Bild: Grünes Dach in Berlin-Prenzlauer Berg.
NEUBRANDENBURG taz | [1][Kelly Ksiazek] stapft über den trockenen Rasen auf
einem Neubrandenburger Hochschuldach. Unter ihren Füßen Gräser, Kräuter und
Blumen, die auch im Hochsommer der Trockenheit in der prallen Sonne, hoch
über den Dächern der mecklenburgischen Stadt, widerstehen können.
[2][Die junge Wissenschaftlerin aus Chicago] hat hier auf dem Dach eines
Einkaufszentrums der Stadt und noch auf acht weiteren Gebäuden in Berlin
Fallen aufgestellt: im Grunewald und am Alex. Kellys Fallen sind mit bunter
Flüssigkeit gefüllte Marmeladengläser. Selbst erfunden und gebaut.
„In Deutschland gibt es gute, brauchbare Gründächer“, erklärt die
Pflanzenbiologin und Naturschützerin. „Bis jetzt weiß ich noch nicht, ob es
zwischen den beiden Städten einen Unterschied gibt. Aber es scheint so,
dass die größeren Unterschiede in Pflanzen- und Tierwelt eher von der
Beschaffenheit des Dachs als vom Standort abhängen.
Obwohl Berlin eine größere Stadt ist, gab es dort einige Gründächer mit
einer großen Vielfalt an Pflanzen und Tieren“, resümiert die Forscherin
ihre Arbeit in Deutschland.
Daheim in Chicago hat die Doktorandin 2011 ein Buch mit dem Titel: „Sex in
the City“ publiziert. Untertitel: „Eine Beurteilung der Bestäubung auf
begrünten Dächern in Chicago“. Wonach sucht die Wissenschaftlerin über
deutschen Dächern und daheim in der US-Metropole?
Die Biologin konnte im Sommer 2013 im Rahmen eines akademischen
Austauschprogramms mit ihren Fallen auf deutschen Dächern in Erfahrung
bringen, was hoch oben über deutschen Städten überhaupt kreucht und
fleucht. Neben Käfern und Insekten interessieren die junge
Wissenschaftlerin besonders die zu den Hautflüglern gehörenden solitär
lebenden Wildbienen. Um mehr über diese Nützlinge und ihre Verwandten zu
erfahren, hatte sie sich in Neubrandenburg mit Johann-Christoph Kornmilch
in luftiger Höhe verabredet.
## Mensch und Biene
Der Biologe vom Zoologischen Institut der Universität Greifswald gilt als
der Bienenexperte in Mecklenburg-Vorpommern schlechthin. „Früher gab es
eine Allianz zwischen Mensch und Biene“, ist er überzeugt.
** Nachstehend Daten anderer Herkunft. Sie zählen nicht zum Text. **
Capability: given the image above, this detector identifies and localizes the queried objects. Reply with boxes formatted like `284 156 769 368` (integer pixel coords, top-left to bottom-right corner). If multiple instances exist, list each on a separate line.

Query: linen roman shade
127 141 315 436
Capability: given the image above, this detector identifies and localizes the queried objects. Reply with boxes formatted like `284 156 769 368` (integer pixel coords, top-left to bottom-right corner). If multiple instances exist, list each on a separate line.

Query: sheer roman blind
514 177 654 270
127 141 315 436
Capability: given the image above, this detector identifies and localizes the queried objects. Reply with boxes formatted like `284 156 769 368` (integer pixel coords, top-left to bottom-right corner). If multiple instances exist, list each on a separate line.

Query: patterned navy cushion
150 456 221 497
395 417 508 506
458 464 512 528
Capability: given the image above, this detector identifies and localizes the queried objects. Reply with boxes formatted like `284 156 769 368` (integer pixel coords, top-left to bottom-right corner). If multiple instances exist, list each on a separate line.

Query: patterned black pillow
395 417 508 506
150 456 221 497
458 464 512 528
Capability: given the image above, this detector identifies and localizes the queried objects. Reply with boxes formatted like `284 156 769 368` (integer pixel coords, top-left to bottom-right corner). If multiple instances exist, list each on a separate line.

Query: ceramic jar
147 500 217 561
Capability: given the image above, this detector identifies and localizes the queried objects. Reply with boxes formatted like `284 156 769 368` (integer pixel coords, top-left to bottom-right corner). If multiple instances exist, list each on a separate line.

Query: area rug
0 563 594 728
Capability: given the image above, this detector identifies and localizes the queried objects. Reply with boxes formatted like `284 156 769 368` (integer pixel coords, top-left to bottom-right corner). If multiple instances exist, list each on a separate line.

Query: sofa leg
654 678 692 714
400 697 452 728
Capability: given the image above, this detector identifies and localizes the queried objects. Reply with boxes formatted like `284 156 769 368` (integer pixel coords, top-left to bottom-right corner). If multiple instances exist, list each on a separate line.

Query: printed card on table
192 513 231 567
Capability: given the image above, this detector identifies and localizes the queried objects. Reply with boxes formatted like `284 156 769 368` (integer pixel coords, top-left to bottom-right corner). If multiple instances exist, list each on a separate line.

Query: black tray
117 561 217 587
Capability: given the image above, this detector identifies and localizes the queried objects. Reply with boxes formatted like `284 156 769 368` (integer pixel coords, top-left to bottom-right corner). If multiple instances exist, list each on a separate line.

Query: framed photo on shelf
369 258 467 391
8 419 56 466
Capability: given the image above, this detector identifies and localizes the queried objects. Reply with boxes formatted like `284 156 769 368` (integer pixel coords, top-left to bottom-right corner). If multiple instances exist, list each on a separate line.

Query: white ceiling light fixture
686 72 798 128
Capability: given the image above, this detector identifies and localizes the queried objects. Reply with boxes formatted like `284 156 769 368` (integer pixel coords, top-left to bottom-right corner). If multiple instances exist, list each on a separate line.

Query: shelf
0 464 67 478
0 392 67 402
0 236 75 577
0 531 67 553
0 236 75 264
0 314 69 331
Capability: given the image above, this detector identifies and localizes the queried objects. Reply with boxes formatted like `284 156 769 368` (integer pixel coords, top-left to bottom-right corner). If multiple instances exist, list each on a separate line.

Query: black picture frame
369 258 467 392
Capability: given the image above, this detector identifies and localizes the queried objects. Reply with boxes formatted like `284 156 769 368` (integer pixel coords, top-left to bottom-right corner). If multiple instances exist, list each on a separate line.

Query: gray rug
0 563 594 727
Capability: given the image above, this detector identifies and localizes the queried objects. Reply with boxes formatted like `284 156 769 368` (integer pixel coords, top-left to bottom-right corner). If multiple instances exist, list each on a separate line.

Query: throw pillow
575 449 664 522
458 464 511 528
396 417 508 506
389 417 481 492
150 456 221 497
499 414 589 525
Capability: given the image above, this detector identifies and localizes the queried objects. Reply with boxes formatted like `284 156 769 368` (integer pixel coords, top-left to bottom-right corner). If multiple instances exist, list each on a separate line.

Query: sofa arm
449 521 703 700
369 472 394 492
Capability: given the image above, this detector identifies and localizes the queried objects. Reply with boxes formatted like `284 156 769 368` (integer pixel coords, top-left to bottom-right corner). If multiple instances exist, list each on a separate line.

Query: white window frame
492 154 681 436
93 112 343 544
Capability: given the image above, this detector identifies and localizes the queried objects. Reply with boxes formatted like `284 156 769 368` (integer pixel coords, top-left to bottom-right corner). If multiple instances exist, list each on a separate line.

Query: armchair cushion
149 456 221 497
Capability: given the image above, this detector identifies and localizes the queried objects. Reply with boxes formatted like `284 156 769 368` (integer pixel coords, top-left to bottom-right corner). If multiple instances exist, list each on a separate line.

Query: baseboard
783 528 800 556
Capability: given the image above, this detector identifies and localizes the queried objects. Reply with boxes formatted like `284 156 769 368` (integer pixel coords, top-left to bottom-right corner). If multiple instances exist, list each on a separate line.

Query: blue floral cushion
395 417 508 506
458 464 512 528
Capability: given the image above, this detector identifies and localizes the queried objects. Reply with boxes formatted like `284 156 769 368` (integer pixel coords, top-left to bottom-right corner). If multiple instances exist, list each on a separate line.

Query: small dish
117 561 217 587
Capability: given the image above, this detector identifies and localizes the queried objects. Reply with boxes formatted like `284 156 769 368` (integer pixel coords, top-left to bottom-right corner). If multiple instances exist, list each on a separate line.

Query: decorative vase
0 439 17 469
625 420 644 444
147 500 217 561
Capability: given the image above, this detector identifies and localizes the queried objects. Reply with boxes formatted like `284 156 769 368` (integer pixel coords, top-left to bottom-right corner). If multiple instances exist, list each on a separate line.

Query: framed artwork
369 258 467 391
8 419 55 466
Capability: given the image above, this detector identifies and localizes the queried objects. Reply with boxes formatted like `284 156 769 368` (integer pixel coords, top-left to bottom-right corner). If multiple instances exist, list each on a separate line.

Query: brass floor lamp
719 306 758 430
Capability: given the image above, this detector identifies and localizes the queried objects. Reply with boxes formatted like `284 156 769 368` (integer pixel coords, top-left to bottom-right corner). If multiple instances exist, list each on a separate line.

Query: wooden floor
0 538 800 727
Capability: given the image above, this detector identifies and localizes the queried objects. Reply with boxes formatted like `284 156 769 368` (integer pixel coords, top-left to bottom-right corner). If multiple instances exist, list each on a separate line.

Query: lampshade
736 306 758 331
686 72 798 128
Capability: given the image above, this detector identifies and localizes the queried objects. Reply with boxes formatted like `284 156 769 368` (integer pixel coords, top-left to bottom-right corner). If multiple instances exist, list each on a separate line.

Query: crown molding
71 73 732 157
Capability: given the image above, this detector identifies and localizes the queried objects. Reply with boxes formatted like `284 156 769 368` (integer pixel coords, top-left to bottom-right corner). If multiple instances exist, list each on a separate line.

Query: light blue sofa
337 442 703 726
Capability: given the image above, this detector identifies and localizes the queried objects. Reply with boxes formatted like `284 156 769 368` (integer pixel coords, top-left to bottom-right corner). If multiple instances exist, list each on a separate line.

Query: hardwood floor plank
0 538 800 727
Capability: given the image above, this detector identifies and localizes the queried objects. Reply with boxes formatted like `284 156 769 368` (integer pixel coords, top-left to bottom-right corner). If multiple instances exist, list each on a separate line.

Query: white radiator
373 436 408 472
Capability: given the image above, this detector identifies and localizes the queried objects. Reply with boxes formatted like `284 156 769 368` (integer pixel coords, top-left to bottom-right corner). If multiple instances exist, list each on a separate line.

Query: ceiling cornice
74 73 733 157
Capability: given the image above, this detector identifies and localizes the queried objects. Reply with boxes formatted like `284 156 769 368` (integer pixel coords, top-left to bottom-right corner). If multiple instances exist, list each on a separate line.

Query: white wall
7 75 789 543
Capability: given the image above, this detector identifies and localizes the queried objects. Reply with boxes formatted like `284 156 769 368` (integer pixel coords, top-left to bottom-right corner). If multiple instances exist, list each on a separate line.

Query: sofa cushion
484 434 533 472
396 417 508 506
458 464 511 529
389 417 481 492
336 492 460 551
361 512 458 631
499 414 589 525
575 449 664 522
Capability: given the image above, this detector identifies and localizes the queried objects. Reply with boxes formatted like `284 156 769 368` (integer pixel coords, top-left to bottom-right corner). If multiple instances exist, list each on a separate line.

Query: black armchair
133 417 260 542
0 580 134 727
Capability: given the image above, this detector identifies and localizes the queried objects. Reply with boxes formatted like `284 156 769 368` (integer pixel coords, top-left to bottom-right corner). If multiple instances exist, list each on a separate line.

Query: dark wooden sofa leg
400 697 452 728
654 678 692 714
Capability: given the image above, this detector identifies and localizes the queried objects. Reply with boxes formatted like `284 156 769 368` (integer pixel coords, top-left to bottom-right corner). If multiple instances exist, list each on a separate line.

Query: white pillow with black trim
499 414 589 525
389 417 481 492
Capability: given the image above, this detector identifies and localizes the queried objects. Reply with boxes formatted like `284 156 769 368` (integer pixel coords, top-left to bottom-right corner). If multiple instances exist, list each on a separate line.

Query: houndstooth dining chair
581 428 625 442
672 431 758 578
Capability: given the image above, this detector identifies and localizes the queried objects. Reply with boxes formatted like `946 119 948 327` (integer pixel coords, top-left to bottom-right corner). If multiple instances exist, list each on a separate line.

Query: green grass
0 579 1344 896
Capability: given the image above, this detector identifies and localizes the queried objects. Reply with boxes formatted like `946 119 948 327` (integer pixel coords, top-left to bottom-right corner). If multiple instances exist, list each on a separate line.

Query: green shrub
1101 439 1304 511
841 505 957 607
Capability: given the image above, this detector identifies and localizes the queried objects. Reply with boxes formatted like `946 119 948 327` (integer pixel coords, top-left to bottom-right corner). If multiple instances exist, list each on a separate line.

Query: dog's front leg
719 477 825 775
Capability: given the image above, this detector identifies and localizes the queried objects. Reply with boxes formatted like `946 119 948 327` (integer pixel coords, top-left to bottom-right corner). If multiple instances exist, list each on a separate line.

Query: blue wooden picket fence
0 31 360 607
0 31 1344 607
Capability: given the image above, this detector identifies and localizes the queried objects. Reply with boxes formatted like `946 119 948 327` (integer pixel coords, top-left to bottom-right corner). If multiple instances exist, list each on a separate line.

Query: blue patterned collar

Die Bienen und
andere nützliche Insekten hätten lange sogar vom menschlichen Handeln
profitiert. „Durch die Urbarmachung und Öffnung der Landschaften haben
viele Arten erst durch die Urbanisierung in Mitteleuropa einen Lebensraum
gefunden“, weiß der Bienenspezialist zu berichten. Vorher gab es vor allem
an Flussufern, Hängen und zwischen Felsgeröll Nist- und Brutplätze für die
Einzelbienen und Wespen.
Doch in seiner „Umgestaltungswut“ sorgt der Mensch inzwischen längst dafü…
dass Primärlebensräume vieler Insekten verschwunden sind oder immer knapper
werden. Die unterschiedlichen Bienen leisten für den Menschen aber weit
mehr als die Honigproduktion der kultivierten und domestizierten
Bienenvölker der Imker, gibt Kornmilch zu bedenken.
Zu den Ökosystemdienstleistungen – einem sehr sperrigen
Wissenschaftsbegriff – gehöre zu allererst die Bestäubung. „Etwa ein
Drittel aller unserer Lebensmittel gäbe es ohne Insekten nicht“, hebt er
die Leistung auch der Wildbienen, Hummeln und Wespen hervor.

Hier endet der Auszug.